New Orleans is poised to join dozens of major cities across the country in imposing restrictions on the most admirable, good, Christ-like and charitable impulses of the people, and something that the Big Easy has been known for, for over a century: feeding the hungry. Indeed the culinary capital of the south, the daughter of Paris is like her mother before her about to turn a cold-shoulder to those in need. (*Paris has made controversy by aggressively shipping out homeless people and generally neglecting them for over a decade).

For want of sanitation, and instead of working hand in hand with churches and charities the city is instead opting to hand-down restrictions that will make charitable food donations less spontaneous and simple, and thereby less likely.
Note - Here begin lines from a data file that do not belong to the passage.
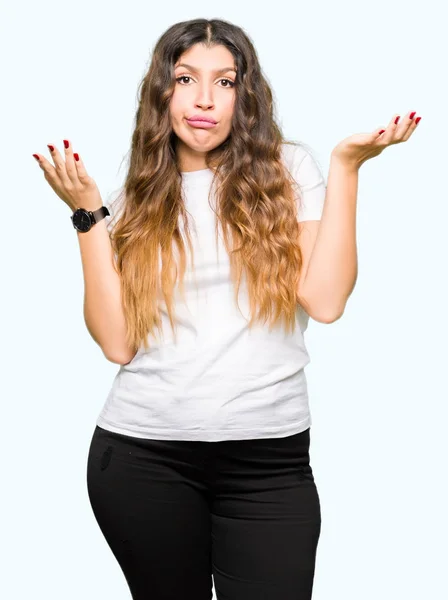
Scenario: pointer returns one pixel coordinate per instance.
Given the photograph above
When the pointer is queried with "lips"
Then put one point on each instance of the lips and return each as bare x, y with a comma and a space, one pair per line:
200, 118
200, 124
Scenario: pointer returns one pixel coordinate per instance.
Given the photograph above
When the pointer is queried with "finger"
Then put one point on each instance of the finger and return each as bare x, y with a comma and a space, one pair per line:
405, 125
47, 167
72, 173
83, 176
411, 129
59, 165
388, 135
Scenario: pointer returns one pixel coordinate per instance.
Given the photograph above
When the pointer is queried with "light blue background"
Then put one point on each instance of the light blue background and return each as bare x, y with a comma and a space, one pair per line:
377, 377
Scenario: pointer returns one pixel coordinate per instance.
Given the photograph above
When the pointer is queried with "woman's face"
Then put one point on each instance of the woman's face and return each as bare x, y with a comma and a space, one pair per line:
206, 88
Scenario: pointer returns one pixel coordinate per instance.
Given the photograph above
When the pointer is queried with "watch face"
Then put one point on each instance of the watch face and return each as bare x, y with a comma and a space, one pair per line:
81, 220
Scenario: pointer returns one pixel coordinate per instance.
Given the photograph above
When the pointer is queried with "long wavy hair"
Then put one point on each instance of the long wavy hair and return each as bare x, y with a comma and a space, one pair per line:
256, 196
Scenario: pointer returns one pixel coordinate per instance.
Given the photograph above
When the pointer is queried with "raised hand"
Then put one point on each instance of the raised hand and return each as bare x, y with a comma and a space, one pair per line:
356, 149
69, 178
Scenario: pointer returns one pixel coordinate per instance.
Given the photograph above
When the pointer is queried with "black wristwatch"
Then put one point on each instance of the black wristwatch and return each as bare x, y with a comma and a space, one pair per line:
83, 220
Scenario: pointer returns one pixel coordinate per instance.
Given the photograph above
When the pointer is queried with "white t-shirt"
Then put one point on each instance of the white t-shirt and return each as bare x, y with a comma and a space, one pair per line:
221, 381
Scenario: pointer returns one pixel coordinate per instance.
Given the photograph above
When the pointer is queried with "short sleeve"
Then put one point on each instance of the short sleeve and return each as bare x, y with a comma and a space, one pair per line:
310, 180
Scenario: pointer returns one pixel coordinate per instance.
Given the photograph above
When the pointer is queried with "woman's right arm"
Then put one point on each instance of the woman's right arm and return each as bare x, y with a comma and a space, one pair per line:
103, 312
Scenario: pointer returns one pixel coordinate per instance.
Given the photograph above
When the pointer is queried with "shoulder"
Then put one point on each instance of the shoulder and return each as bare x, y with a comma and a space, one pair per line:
301, 162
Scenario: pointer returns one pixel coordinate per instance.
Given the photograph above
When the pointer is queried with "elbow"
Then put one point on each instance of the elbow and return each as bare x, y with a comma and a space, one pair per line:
120, 358
327, 318
324, 315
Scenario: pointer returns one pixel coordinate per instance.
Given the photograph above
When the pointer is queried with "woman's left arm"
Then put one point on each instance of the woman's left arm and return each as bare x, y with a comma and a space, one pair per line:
333, 265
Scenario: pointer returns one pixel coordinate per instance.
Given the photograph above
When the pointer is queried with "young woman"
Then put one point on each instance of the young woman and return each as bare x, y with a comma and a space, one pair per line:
199, 463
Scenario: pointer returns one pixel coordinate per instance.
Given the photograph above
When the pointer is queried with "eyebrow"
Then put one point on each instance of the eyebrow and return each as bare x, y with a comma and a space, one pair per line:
195, 70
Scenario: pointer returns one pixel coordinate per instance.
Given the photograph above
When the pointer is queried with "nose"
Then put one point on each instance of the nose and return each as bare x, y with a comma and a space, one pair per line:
204, 98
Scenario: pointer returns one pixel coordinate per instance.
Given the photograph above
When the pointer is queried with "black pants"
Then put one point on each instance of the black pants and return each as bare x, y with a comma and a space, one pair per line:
176, 512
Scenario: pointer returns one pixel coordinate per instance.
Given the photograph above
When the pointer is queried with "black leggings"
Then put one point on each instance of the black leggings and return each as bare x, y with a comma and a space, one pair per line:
175, 513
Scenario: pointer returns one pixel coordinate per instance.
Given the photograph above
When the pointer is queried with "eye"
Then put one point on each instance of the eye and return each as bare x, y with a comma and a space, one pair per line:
229, 81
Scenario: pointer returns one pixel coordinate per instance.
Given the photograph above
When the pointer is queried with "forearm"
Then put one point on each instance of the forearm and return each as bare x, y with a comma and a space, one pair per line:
333, 266
103, 312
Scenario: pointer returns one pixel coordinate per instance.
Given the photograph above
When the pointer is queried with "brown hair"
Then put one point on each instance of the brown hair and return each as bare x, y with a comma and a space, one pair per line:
256, 195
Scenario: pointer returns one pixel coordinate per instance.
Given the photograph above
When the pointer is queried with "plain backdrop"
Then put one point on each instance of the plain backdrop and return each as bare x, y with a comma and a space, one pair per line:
378, 376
The back alley doors of some of the greatest restaurants in the South once fed scores of the needy, but now it seems likely those doors will slam shut, with business owners unwilling to pay for packaging and additional trash receptacles. Its easier just to throw out the leftovers.

Simply put, if you want to encourage giving, you don’t make it harder. So why really is New Orleans taking this step instead of the alternatives of better sanitation and more work alongside charitable and faith based organizations? Because its’ simply easier to make the problem go away then to try and actually help.

UPDATE: According to Fox 8 Live Tuesday, the City Council Quality of Life Committee voted to defer the vote on the ordinance to a vote by the full city council allowing for additional debate on the controversial subject. “Let’s work it out and communicate and not be enemies with each other,” Councilman Eugene Green told the committee.